In the seventy years that elapsed between the death of the emperor Alexander Severus and the rise of Constantine, the affairs of the church continued to develop in the same direction as they had taken during the preceding century. This I shall again proceed to prove from (1) its constitution, (2) life, (3) doctrine, (4) literature, (5) worship, and (6) its estimate of the state.

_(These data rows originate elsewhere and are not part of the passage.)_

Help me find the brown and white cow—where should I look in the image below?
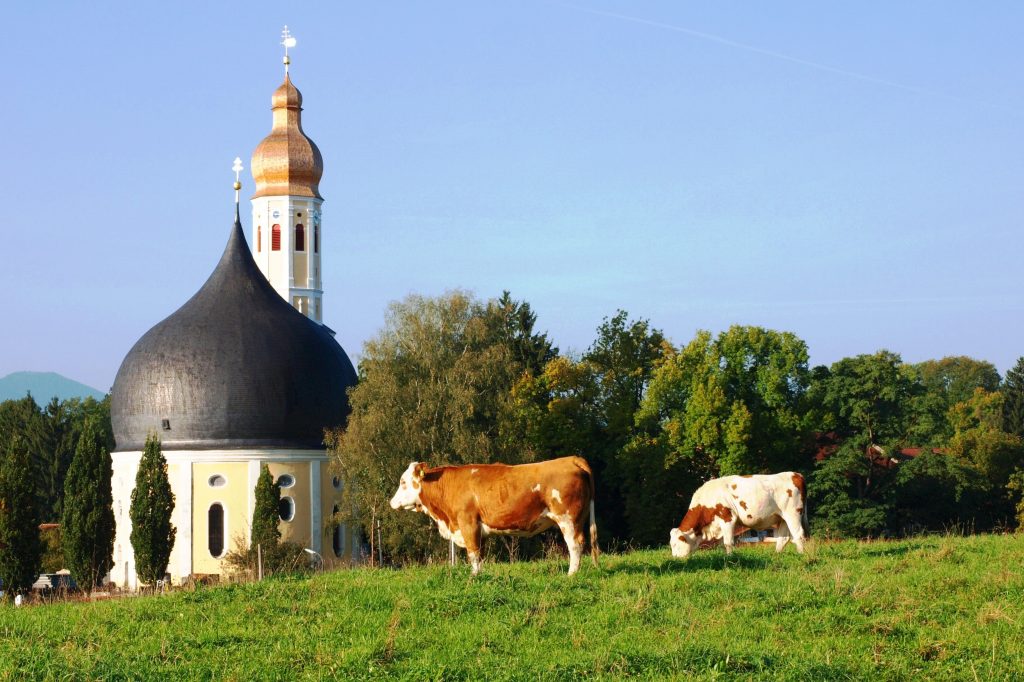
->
[391,457,597,576]
[669,471,807,558]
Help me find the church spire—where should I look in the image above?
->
[250,26,324,323]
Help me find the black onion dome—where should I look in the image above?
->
[111,208,356,451]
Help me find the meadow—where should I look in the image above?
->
[0,535,1024,680]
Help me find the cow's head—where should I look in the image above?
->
[391,462,423,511]
[669,528,700,559]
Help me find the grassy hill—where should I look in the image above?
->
[0,372,104,404]
[0,536,1024,680]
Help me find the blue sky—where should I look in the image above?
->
[0,0,1024,390]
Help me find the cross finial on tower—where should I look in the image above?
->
[281,24,295,75]
[231,157,242,204]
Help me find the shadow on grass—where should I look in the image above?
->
[604,550,774,573]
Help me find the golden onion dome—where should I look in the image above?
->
[252,74,324,199]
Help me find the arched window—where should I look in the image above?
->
[278,498,295,521]
[331,505,345,557]
[206,503,224,558]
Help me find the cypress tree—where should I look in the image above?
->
[0,436,43,601]
[1000,357,1024,437]
[128,433,176,585]
[250,464,281,554]
[60,418,114,592]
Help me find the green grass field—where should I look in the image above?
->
[0,535,1024,680]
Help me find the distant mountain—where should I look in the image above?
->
[0,372,105,404]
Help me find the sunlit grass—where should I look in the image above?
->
[0,536,1024,680]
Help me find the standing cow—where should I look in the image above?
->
[391,457,597,576]
[669,471,807,558]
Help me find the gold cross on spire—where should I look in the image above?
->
[281,24,295,75]
[231,157,242,206]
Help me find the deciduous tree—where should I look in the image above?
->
[0,433,43,601]
[328,291,554,558]
[60,418,114,591]
[999,357,1024,438]
[250,464,281,553]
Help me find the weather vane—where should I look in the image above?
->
[281,24,295,75]
[231,157,242,206]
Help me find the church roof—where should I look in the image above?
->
[111,206,356,451]
[252,74,324,199]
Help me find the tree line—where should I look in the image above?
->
[0,387,308,600]
[327,291,1024,561]
[0,387,175,600]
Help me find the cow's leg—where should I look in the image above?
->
[775,521,790,552]
[776,510,804,554]
[558,514,584,576]
[458,514,482,576]
[722,523,736,554]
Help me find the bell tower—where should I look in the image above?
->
[252,26,324,324]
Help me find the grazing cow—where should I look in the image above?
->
[391,457,597,576]
[669,471,807,558]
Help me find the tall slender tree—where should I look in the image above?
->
[250,464,281,555]
[60,418,114,591]
[999,357,1024,437]
[0,434,43,601]
[128,434,176,585]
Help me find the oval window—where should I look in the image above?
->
[206,503,224,558]
[331,505,345,557]
[278,498,295,521]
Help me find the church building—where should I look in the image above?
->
[111,34,358,588]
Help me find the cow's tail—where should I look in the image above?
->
[574,457,600,566]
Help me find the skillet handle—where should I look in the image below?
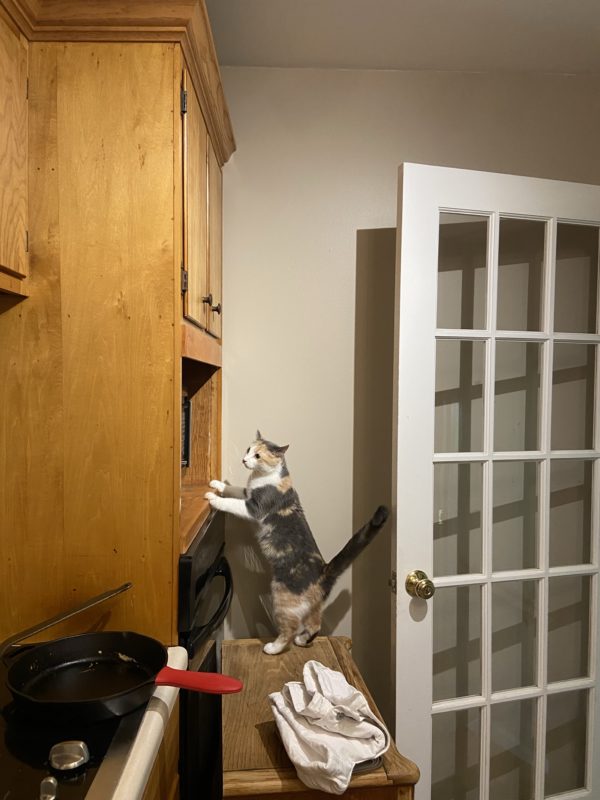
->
[154,667,244,694]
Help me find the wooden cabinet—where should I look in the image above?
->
[182,71,223,338]
[0,0,234,644]
[208,142,223,337]
[221,636,419,800]
[0,8,28,295]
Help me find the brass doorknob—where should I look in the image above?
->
[404,569,435,600]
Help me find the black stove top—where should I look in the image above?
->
[0,648,120,800]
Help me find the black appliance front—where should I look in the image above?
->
[178,511,233,800]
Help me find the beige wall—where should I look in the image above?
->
[222,68,600,708]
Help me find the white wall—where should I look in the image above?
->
[222,68,600,676]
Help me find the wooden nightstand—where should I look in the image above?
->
[221,636,419,800]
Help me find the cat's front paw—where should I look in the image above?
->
[204,492,221,508]
[263,640,285,656]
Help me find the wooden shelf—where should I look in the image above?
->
[181,320,222,367]
[179,484,210,553]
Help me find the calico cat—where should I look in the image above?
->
[205,431,389,655]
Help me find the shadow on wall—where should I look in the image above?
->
[225,516,351,639]
[352,228,396,730]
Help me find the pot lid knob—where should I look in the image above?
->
[50,739,90,772]
[40,775,58,800]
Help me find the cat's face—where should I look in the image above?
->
[242,431,289,475]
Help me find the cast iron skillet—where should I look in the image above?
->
[7,631,242,722]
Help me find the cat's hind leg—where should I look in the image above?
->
[294,605,321,647]
[263,584,306,656]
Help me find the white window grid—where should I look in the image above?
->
[432,208,600,800]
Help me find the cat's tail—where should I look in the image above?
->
[320,506,390,598]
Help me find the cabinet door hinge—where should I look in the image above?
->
[388,571,398,594]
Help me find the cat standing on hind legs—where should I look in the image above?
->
[205,431,389,655]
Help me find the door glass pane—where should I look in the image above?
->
[431,708,481,800]
[437,212,488,329]
[496,219,546,331]
[494,341,542,451]
[551,342,596,450]
[489,700,537,800]
[544,691,589,797]
[433,464,483,575]
[434,340,485,453]
[492,461,539,572]
[550,459,594,567]
[548,575,590,683]
[554,222,598,333]
[429,586,481,702]
[492,581,538,692]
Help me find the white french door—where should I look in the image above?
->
[393,164,600,800]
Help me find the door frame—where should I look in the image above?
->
[392,163,600,800]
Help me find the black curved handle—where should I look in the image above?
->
[187,556,233,658]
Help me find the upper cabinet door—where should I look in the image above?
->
[183,71,209,328]
[0,10,28,292]
[208,140,223,338]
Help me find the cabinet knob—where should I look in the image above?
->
[404,569,435,600]
[202,293,221,314]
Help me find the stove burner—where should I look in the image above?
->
[0,645,120,800]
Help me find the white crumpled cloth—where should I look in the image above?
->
[269,661,390,794]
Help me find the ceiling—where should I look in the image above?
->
[206,0,600,74]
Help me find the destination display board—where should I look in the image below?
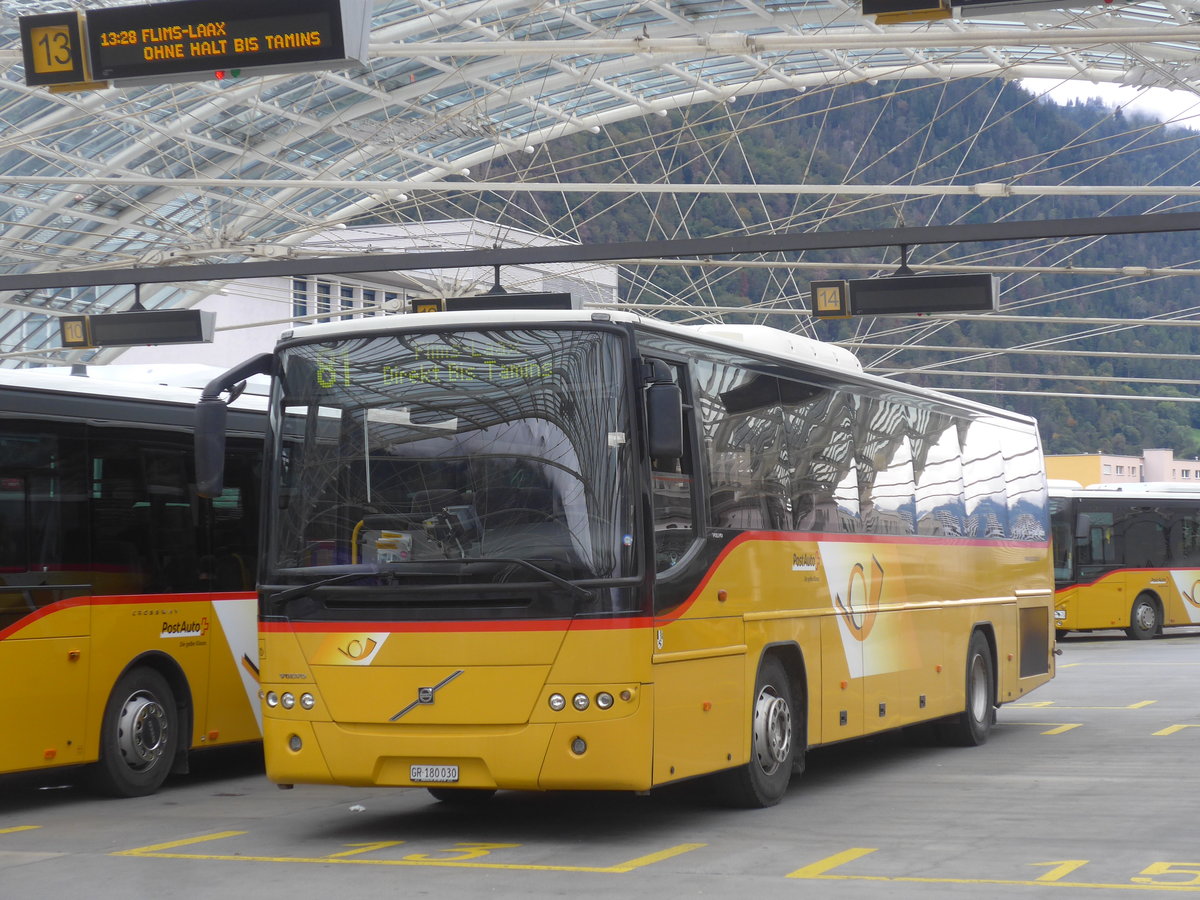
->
[59,310,216,350]
[20,12,88,88]
[20,0,371,85]
[810,275,1000,319]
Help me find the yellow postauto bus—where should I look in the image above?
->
[0,366,265,797]
[1050,481,1200,640]
[197,308,1054,806]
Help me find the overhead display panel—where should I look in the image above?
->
[20,0,371,85]
[20,11,88,86]
[86,0,370,82]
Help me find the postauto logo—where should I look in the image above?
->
[160,616,209,637]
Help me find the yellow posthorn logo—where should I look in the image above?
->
[834,556,883,641]
[337,637,378,662]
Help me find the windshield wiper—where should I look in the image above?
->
[271,565,395,601]
[444,557,592,600]
[271,557,592,602]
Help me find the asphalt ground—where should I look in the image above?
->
[0,630,1200,900]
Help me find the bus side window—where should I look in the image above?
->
[780,382,859,534]
[650,364,696,572]
[695,361,792,529]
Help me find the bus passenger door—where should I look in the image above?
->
[650,362,752,784]
[0,448,91,772]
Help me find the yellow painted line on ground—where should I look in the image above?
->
[787,847,1200,893]
[329,841,404,859]
[1003,722,1084,734]
[112,832,708,875]
[787,847,876,878]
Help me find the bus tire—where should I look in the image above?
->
[425,787,496,806]
[937,631,996,746]
[1124,594,1163,641]
[92,667,180,797]
[720,656,805,809]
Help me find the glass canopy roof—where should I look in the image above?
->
[0,0,1200,365]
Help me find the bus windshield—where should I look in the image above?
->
[263,328,634,618]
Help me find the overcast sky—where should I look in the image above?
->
[1021,78,1200,130]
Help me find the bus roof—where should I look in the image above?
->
[0,364,269,409]
[280,307,1036,427]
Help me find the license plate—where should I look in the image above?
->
[408,766,458,784]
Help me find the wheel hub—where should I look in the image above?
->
[754,684,792,775]
[116,694,169,770]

(1) The political organisation of the church attained its complete development, and the result was a structure so stable, homogeneous, and comprehensive that no other association within the empire could vie with it. While the framework of the state grew looser and looser, and the several parts began to exhibit symptoms of falling apart, the edifice of the church grew steadily firmer and stronger. The bishops, as successors of the Apostles, everywhere concentrated the power in their own hands and suppressed all other forms of authority; the church became an episcopal church. But the bishops were not only united among themselves by provincial synods, they kept up an active and intimate correspondence throughout the whole empire by means of letters and emissaries, and even at this time all matters of importance were settled by common consent. If we take the provincial synods as corresponding to the diets of the provinces, the organisation of the church had advanced a step beyond the latter. As early as the second half of the third century synods were held at Rome to which bishops came from every part of Italy, and sixty years before the Council of Nicæa a synod sat at Antioch to which bishops flocked from all the countries between the Halys and the Nile. Thus the episcopal confederation which ruled the Christian communities was a state within a state. The fact could not be hidden from the chiefs of the state. Under Maximinus Thrax the bishops had borne the brunt of persecution; Decius is reported to have said that he could sooner endure a rival emperor in Rome than a Christian bishop; and the persecutions of Gallus, Valerian, Diocletian, Galerius, and Maximinus Daza were directed in the first instance against the bishops. Gallienus and Aurelian addressed letters to the bishops, the former to those of Egypt, the latter to those of Syria, and thus made it plain that they were well aware of the authoritative position of the bishops in the churches.